L’affaire est presque terminée.
Je ramène mes prisonniers jusqu’à la route et là,
un témoin se précipite vers moi et me clame son admiration
: «C’était beau ! Je te félicite mon ami ! C’était
beau ! Tu sais qui je suis ? ...Je suis le général Lecrique».
Nous nous rendons alors dans son château où sont déjà
emprisonnés quelques Allemands. Un incident stupide survient. Fier
de ma première victoire militaire, je m’empare d’une mitraillette
allemande que je connais mal. J’abandonne ma bonne vieille Sten. Je me
retrouve nez à nez avec un SS qui se rend vite compte que mon arme
n’est pas en état de tirer. En un clin d’eeil, il se rue sur moi,
me projette sur le côté, bouscule la fille Lecrique et emmène
une femme qui se trouve à proximité en dessous du bras. Il
fuit, suivi de ses compagnons. Sur le moment, je ne peux rien faire ! Je
ne sais pas tirer, car ils ont une otage... Nous réussissons quand
même à capturer le dernier prisonnier qui n’a pu s’échapper.

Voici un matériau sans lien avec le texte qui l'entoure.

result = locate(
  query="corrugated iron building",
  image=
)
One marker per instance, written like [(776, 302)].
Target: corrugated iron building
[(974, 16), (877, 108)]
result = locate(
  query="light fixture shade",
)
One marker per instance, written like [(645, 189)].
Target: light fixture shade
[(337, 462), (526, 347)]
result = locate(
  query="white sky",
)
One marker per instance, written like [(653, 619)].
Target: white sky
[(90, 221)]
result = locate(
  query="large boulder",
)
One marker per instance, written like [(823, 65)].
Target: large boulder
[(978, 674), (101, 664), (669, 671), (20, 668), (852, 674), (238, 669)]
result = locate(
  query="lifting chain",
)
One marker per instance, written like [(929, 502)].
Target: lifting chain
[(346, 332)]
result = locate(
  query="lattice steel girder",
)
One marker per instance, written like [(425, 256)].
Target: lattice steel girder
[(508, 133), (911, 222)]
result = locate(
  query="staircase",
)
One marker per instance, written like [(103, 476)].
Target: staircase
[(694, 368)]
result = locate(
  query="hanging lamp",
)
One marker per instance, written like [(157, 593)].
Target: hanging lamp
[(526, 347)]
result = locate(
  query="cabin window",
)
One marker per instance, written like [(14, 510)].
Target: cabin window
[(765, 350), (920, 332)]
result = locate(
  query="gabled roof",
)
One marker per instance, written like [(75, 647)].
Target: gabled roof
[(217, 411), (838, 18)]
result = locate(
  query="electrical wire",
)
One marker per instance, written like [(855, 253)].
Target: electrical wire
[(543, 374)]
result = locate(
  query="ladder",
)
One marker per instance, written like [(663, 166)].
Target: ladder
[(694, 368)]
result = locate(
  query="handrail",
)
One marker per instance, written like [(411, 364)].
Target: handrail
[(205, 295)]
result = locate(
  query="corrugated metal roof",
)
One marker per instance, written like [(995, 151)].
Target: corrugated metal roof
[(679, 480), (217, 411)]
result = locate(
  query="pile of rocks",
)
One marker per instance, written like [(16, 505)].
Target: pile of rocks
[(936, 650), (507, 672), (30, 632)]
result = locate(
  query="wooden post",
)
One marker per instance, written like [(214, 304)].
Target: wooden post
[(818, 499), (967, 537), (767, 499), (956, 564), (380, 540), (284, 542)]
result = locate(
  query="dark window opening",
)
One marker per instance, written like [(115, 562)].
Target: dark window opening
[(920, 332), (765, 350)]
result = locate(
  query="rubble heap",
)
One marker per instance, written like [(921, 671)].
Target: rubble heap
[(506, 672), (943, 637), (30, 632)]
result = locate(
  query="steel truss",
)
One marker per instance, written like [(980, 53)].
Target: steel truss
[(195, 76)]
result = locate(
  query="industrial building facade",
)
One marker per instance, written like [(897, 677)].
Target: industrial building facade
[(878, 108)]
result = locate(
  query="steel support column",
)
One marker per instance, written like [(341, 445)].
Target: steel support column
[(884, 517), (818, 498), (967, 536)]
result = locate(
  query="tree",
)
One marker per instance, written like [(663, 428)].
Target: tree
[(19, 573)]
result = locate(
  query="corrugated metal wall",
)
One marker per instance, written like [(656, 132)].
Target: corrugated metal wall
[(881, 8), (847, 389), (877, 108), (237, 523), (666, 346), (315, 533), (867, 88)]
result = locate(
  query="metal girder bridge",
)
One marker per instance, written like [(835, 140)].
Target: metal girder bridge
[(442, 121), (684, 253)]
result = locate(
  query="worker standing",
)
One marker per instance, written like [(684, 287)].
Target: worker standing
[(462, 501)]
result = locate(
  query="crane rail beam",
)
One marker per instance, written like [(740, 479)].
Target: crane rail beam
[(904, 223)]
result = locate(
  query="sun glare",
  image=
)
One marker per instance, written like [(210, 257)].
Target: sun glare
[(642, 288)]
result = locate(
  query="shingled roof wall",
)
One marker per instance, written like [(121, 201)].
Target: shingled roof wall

Les autres sont abattus au moment où ils passent le mur.
Allemands
faits prisonniers à Barry
Que
conclure ?
Je conserve de tous ces événements
un souvenir impérissable. La Résistance dans la région
a surtout été axée sur les cellules familiales qui
se sont unies, qui ont travaillé ensemble et où tout le monde
participait. Certains ont tiré une part plus grande de la gloire
de l’action de l’un ou l’autre de ses membres. Je me suis peut-être
mis plus en évidence que mon père, ma mère, ma soeur...

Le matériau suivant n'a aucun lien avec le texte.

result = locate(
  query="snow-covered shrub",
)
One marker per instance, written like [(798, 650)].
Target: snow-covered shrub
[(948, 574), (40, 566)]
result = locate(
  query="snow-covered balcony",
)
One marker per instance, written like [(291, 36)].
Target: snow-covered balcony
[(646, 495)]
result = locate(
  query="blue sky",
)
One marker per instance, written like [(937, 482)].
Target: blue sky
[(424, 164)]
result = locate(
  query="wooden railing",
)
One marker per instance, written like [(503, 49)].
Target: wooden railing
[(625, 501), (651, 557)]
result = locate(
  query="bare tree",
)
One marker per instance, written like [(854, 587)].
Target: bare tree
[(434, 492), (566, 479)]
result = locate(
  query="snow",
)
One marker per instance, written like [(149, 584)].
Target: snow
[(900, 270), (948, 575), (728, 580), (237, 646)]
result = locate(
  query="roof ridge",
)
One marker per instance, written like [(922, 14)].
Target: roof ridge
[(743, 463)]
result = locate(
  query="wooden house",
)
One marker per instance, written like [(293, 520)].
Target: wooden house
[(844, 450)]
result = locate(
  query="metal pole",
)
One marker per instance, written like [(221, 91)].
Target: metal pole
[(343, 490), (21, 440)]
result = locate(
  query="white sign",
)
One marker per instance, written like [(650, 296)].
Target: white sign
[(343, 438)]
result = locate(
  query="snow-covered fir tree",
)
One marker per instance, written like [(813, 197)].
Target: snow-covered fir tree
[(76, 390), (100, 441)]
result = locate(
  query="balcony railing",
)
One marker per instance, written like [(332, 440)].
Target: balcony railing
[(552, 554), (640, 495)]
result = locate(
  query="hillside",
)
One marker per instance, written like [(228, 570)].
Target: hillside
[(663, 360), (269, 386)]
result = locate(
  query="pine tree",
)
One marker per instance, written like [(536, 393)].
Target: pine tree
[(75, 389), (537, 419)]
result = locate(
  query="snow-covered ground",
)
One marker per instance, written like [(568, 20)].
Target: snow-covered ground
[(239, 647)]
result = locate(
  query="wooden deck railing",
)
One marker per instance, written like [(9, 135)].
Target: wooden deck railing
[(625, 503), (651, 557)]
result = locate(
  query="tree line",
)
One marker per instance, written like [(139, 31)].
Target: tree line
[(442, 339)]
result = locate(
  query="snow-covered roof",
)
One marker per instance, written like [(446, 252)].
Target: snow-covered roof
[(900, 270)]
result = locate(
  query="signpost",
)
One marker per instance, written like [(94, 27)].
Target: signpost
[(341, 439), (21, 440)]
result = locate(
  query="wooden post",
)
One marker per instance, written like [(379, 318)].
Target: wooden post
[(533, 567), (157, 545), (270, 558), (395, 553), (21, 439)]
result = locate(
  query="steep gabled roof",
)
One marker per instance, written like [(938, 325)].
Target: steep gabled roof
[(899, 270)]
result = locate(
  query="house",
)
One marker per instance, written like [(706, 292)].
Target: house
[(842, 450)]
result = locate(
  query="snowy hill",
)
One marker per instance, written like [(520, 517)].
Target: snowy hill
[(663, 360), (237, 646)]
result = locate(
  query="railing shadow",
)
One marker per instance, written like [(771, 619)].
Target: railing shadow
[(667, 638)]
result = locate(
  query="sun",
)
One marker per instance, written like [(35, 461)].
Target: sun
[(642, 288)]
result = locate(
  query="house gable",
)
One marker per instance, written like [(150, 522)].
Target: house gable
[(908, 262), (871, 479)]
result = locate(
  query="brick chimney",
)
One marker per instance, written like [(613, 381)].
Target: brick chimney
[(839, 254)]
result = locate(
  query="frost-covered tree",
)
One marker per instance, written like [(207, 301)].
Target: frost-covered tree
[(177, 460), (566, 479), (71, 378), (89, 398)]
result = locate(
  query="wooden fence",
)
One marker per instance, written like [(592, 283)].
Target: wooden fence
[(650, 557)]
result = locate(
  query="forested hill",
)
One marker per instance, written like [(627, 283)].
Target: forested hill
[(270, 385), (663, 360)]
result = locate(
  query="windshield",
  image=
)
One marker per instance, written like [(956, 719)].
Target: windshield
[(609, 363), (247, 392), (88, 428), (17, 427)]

ma soeur, un peu plus que moi, je n’en sais rien. Je prendrai le cas de
Raymond Bachy, Emilia, Claude, Alida, Louis...On dira qu’Emilia a fait
plus…que Claude a travaillé plus ou que Raymond... Je crois que
tout le monde a fait le maximum avec la conviction d’accomplir une besogne
qui était nécessaire et qui s’imposait. Qu’il y ait eu des
erreurs commises dans la Résistance, il est indiscutable qu’il devait
y en avoir. Mais, il était indispensable que la Résistance
«dut» exister et qu’elle «fut» à même
d’organiser des actions d’éclat et de supprimer des individus nuisibles
parce que c’était le seul moyen qu’elle avait pour contrebalancer
les agissements complètement libres des inciviques et des occupants.

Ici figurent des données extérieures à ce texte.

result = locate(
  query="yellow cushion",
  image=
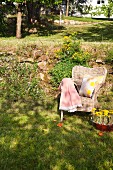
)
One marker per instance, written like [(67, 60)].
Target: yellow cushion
[(88, 85)]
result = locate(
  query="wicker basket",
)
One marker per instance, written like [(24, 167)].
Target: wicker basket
[(78, 73)]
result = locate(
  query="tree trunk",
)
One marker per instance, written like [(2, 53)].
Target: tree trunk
[(30, 11), (33, 9), (67, 8), (19, 22)]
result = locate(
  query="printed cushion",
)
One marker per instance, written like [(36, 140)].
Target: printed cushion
[(88, 85)]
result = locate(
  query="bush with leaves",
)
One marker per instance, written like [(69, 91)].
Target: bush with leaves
[(19, 81), (69, 55)]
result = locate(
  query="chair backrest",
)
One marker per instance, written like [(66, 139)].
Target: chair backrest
[(78, 72)]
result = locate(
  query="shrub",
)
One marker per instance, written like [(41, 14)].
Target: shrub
[(19, 81), (69, 55)]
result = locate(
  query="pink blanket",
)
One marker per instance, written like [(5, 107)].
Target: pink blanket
[(70, 99)]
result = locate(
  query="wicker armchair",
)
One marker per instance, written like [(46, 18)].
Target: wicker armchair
[(78, 72)]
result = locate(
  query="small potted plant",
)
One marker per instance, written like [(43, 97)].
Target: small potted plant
[(102, 119)]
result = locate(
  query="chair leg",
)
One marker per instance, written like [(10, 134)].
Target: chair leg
[(61, 116)]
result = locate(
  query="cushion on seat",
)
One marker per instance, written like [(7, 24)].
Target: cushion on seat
[(89, 84)]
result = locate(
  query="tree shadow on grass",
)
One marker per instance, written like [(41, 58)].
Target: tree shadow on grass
[(30, 139), (40, 28), (99, 32)]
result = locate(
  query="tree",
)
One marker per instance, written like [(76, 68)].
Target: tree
[(32, 7), (107, 10)]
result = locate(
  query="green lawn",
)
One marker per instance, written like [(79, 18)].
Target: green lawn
[(31, 139), (29, 136)]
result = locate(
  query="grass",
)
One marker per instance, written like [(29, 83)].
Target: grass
[(30, 139), (29, 136)]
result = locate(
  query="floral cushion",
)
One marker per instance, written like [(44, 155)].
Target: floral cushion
[(88, 85)]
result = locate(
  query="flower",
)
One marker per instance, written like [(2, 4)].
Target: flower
[(104, 117)]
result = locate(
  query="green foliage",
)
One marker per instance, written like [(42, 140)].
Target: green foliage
[(69, 55), (109, 57), (19, 81), (107, 10)]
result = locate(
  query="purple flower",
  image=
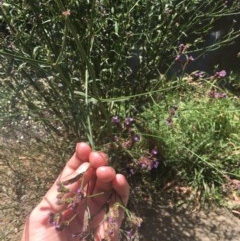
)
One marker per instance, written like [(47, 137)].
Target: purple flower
[(169, 121), (115, 119), (154, 151), (217, 95), (177, 59), (182, 48), (198, 74), (136, 138), (128, 121), (155, 164), (220, 74), (190, 59)]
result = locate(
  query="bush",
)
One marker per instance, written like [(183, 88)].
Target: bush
[(70, 62)]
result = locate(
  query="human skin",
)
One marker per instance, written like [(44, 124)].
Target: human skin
[(102, 182)]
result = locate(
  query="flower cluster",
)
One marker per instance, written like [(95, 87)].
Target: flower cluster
[(61, 220), (128, 136), (216, 95), (149, 161), (220, 74), (182, 57), (172, 113)]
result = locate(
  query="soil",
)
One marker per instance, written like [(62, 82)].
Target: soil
[(168, 224)]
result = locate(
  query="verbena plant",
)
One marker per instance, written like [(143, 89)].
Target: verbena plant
[(71, 61)]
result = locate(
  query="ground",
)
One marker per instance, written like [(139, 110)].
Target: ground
[(168, 224)]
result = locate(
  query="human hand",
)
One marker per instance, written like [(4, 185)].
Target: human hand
[(91, 197)]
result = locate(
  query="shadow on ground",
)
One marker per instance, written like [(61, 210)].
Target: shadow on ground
[(206, 225)]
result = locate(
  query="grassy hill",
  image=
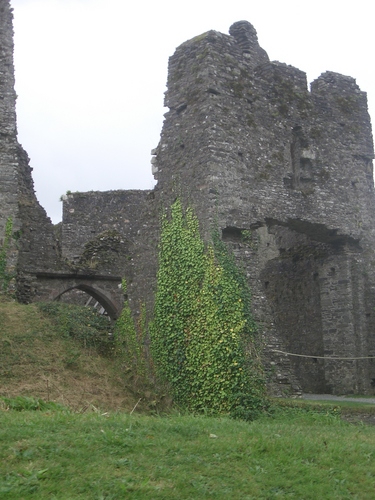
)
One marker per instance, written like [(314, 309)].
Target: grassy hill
[(43, 357), (64, 355)]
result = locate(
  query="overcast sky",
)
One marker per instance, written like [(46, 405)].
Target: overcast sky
[(91, 75)]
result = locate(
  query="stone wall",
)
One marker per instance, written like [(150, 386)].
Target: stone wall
[(35, 243), (285, 172)]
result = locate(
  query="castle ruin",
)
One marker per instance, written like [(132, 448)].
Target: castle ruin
[(285, 172)]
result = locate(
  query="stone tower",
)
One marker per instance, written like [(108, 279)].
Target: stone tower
[(33, 238), (287, 173)]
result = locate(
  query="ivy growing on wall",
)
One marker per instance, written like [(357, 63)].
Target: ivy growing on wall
[(202, 336)]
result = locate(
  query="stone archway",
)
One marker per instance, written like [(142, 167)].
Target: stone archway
[(104, 289), (99, 295)]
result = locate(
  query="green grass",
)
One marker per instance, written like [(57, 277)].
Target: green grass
[(296, 453)]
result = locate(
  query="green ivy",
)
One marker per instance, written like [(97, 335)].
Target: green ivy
[(202, 336), (181, 271)]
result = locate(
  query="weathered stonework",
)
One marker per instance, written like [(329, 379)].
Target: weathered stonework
[(287, 175)]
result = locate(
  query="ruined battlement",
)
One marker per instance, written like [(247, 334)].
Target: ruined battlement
[(286, 172)]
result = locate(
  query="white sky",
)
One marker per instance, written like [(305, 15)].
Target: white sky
[(91, 75)]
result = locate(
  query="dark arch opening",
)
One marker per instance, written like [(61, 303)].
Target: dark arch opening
[(110, 308)]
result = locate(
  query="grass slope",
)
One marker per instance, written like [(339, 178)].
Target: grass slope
[(295, 454), (36, 360)]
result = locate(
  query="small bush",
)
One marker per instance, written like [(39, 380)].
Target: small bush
[(83, 324)]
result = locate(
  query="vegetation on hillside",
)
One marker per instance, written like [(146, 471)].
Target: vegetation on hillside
[(295, 453), (203, 335)]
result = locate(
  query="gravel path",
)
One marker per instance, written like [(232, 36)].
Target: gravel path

Si l’attitude des Allemands était justifiable et excusable dans
un certain sens, celle des rexistes ne l’était nullement.
A l’époque
actuelle [1974] où l’on parle d’amnistie et de grâce, il serait
bon qu’on se souvienne que, dans un pays comme le nôtre, presque
tous les traîtres sont en liberté. Citons certaines personnes
que j’ai connues plus particulièrement puisqu’elles ont été
mêlées directement à mes activités. Je pense
à un certain lieutenant rexiste qui commandait l’unité de
Péruwelz, qui a été chargé d’arrêter
mon père, qui a certainement provoqué la mort de nombreuses
personnes, qui a été plusieurs fois condamné à
mort et contraint de payer des dommages et intérêts aux familles
qui ont perdu des leurs, il est scandaleux qu’il se soit trouvé
des responsables pour le libérer. C’est malheureusement une réalité.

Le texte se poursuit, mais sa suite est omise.